Pendant tout ce temps j’étais à la caserne Lénine, sous prétexte d’entraînement pour le front. Le jour où je m’étais engagé dans les milices on m’avait dit que le lendemain même je serais envoyé au front, mais en fait il me fallut attendre qu’une « centurie » nouvellement formée fût suffisamment entraînée. Les milices ouvrières, levées en toute hâte par les syndicats au début de la guerre, n’avaient pas été organisées sur la base d’une armée ordinaire. Les unités de commandement étaient : la « section » d’environ trente hommes, la « centurie » d’une centaine d’hommes, et la « colonne », terme appliqué en pratique à toute troupe nombreuse. Auparavant quartier de cavalerie, dont on s’était emparé au cours des combats de juillet, la caserne Lénine était un superbe bâtiment en pierre, avec un manège et d’immenses cours pavées.
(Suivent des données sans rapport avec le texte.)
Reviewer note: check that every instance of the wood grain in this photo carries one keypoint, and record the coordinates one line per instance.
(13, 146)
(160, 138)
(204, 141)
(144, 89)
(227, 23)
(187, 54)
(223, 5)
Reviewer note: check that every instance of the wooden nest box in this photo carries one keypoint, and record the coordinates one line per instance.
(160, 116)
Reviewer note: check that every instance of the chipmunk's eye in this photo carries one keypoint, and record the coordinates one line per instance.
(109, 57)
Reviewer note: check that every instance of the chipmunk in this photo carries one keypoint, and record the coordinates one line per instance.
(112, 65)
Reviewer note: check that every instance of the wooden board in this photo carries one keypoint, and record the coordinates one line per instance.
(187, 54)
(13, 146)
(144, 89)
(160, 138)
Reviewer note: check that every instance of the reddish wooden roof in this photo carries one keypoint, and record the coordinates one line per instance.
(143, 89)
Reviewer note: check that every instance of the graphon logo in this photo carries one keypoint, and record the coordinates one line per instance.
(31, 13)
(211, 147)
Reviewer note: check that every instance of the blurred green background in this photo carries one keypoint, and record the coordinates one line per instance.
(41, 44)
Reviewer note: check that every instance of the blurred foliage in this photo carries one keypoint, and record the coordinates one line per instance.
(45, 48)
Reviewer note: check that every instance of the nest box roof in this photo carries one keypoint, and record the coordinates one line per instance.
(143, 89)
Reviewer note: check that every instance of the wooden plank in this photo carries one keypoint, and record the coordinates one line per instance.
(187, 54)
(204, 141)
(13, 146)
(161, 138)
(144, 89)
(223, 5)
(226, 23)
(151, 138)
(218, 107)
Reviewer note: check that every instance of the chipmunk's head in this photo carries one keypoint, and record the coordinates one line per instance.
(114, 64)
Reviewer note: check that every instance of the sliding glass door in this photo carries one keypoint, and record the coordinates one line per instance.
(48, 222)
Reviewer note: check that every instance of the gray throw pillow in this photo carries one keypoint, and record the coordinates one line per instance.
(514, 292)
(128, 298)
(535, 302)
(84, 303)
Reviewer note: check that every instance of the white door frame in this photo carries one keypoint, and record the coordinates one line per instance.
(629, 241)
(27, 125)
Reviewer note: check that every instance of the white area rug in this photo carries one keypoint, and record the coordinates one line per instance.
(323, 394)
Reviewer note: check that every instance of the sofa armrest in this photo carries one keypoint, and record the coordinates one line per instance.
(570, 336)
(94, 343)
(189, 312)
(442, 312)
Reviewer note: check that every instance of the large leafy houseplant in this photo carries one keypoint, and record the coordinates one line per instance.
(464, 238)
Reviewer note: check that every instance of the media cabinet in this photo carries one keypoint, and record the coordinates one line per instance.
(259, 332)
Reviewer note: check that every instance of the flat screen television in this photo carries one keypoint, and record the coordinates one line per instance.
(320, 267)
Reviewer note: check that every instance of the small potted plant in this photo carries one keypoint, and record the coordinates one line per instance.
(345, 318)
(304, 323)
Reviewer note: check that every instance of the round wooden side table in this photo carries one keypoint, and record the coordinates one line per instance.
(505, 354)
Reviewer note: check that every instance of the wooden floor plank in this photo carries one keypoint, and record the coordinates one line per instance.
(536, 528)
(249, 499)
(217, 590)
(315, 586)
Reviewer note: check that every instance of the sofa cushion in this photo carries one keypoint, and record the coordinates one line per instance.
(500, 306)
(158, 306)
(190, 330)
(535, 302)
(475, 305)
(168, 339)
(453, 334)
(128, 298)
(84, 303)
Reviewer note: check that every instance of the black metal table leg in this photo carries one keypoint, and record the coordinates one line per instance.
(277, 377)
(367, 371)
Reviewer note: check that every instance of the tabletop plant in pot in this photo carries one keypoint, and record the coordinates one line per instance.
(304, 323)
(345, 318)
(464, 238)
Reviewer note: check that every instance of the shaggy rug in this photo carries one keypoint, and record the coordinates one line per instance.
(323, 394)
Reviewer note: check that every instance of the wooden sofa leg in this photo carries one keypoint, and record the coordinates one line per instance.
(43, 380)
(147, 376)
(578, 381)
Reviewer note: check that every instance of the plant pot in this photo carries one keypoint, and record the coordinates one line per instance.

Ma « centurie » dormait dans l’une des écuries, sous les mangeoires de pierre qui portaient encore les noms des chevaux de bataille. On avait réquisitionné et envoyé sur le front tous les chevaux, mais tout demeurait imprégné de l’odeur du pissat et de l’avoine pourrie. Je suis resté dans cette caserne environ une semaine. Je garde surtout souvenir des odeurs chevalines, des sonneries de clairon chevrotantes (nos clairons étaient tous des amateurs – je n’ai connu les véritables sonneries espagnoles qu’en entendant celles qui nous parvinrent des lignes fascistes), du martèlement de la cour par de lourdes bottes à semelles cloutées, des longues revues, le matin, sous un soleil hivernal, des parties forcenées de football, à cinquante par camp, sur le gravier du manège.